'Bronx is Burning' revisits Yankee soap opera of '77

July 09, 2007|Joanna Weiss, Globe Staff

It might be hard, around these parts, to drum up sympathy for Billy Martin, but a better tragicomic figure there may never have been in sports. As played by John Turturro in ESPN's miniseries "The Bronx is Burning," the New York Yankees manager is a snap-jawed little fish who fancies himself a shark -- an epic ego who comes up against a pair of equally huge personalities, in the form of owner George Steinbrenner and star Reggie Jackson.
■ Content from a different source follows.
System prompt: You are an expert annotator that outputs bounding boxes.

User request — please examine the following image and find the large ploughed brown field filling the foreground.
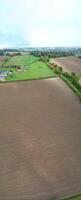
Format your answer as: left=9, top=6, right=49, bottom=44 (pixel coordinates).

With his prosthetic ears and outsized pinstripes, Turturro is the highlight of this eight-part tale about the summer of 1977, which begins at 10 tonight after the All-Star Home Run Derby. It's supposed to be a story of New York and its many demons, but it works best as a tale of loud, proud, surprisingly brittle men.

The series is based on the well-received 2005 book "Ladies and Gentlemen, The Bronx is Burning," which interweaves the Yankees' season with the other dramas that roiled New York that summer, from the heated mayor's race to the Son of Sam murder spree. ESPN does cursory service to history, using archival footage of the mayoral candidates and other sideshows of the era, including a long-ago-forgotten guy who decided, one day, to scale the World Trade Center.

Son of Sam gets far more airtime, perhaps because Jimmy Breslin, who had a famous correspondence with the killer, is one of the series' advisers. But the murder-mystery sequences, meant to be ominous, feel tacked-on and tonally ill-fitting. This series wants badly to be about baseball, and its portrayal of the Yankee drama is so meticulous and rich that everything else feels like an afterthought.

Anyway, it's much more fun to dig into Yankee clubhouse culture, the way the players love and razz each other and -- more strikingly -- the way they tolerate, use, and get used by the reporters in their midst. Baseball writers are ever-present here, treated partly like therapists, partly like functional furniture. In one scene, a reporter sits patiently next to Yankees captain Thurman Munson , who is lounging on a couch, opining as he eats from a plate balanced on his bare belly.

Still, Martin takes up most of the energy in the room, and in the dugout, and on the field. He knocks over furniture, kicks dirt , and sobs on occasion. According to a least one esteemed source, who covered the team as a baseball beat reporter, Turturro gets it right, down to the hunch and the swagger.